Presentation Information

[24a-22C-8]Spray Coated Perovskites for Industrially Viable Solar Cell Fabrication

〇(PC)Calum McDonald1, Abduheber Mirzehmet1, Vladimir Svrcek1, Hitoshi Sai1, Takurou N. Murakami1, Takuya Matsui1 (1.AIST)

Keywords:

perovskite,spray coating,gas quenching

Lead halide perovskites have been widely demonstrated to be an excellent photovoltaic material and have been employed in single junction solar cells, and tandem solar cells with various sub-cell photovoltaic materials such as silicon. The solution-processable nature of perovskite solar cells, wherein the perovskite layer, as well as the carrier transport layers, can be deposited from a solution-based precursor, allows for the potentially facile deposition of perovskites over large areas using roll-to-roll manufacturing processes such as blade coating, slot-die coating, ink-jet printing and spray coating.

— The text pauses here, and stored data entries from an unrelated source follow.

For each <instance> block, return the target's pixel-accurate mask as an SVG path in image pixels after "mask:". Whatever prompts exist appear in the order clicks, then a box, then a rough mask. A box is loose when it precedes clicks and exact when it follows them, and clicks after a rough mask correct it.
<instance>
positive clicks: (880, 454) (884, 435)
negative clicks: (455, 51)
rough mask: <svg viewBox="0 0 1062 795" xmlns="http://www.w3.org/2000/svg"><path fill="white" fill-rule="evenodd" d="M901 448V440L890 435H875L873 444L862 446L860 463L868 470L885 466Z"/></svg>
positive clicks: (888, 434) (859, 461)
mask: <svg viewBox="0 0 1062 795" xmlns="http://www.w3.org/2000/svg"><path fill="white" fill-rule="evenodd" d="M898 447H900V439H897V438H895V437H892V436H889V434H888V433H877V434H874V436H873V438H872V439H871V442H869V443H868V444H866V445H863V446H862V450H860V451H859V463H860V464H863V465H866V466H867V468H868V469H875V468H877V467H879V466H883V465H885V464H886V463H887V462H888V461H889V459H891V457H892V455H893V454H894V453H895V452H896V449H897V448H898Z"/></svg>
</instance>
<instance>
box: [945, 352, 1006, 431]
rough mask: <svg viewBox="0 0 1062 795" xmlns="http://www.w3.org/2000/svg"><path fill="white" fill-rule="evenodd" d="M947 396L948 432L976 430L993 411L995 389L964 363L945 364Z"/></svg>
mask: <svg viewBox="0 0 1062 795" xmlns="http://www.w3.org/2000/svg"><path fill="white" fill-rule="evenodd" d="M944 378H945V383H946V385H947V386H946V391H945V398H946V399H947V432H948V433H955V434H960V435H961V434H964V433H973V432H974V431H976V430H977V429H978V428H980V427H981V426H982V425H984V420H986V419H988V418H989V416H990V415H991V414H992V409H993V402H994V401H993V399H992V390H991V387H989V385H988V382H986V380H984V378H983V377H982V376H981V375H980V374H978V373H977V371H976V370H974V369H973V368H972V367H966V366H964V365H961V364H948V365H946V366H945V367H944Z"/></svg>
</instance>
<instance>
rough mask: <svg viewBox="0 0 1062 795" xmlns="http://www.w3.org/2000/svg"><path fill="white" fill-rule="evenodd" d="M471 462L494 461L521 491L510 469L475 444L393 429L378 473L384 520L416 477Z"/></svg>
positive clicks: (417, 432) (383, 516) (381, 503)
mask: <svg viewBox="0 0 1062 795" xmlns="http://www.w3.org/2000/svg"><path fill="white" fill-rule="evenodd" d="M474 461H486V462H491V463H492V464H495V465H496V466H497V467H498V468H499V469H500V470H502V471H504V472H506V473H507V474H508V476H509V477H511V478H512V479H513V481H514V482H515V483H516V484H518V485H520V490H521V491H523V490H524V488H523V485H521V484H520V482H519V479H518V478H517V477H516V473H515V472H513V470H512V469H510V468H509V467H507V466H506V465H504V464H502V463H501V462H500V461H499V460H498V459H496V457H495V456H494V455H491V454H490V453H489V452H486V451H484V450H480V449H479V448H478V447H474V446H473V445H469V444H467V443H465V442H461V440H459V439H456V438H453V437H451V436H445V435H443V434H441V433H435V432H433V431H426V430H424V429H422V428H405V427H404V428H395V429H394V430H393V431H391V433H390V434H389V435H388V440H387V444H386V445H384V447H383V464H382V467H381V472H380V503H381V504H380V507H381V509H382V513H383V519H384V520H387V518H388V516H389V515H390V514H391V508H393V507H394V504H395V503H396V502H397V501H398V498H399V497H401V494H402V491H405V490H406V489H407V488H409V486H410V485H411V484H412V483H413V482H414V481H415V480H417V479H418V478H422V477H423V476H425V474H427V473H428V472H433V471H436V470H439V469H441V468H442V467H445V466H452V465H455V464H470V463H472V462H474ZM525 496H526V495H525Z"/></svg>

The main advantages of spray coating [1] over the aforementioned techniques is it’s high speed deposition over large areas, the compatibility with a wide range of solvents and therefore the possibility to deposit all transport and active layers, and it’s non-contact nature which mitigates issues such as the edge effect.
Here, we report our progress in the fabrication of spray coated single junction perovskite solar cells using an atomizer spray nozzle. We demonstrate spray coated perovskites in single junction using the perovskite (Rb0.05FA0.79MA0.16)Pb(I0.85Br0.15)3 with a bandgap of 1.62 eV. In order to avoid the use of antisolvent usually employed in spin-coating, a gas-quenching technique [1] was used to evaporate the excess solvent and reach the supersaturated state. This was then followed by an annealing step at 100°C. The typical devices achieved power conversion efficiencies of approximately 17%.1
[1] C. E. J.; Spooner, et al., Adv. Sci. 2022, 9 (14).
Acknowledgement: This work was conducted under a project commissioned by NEDO, Japan.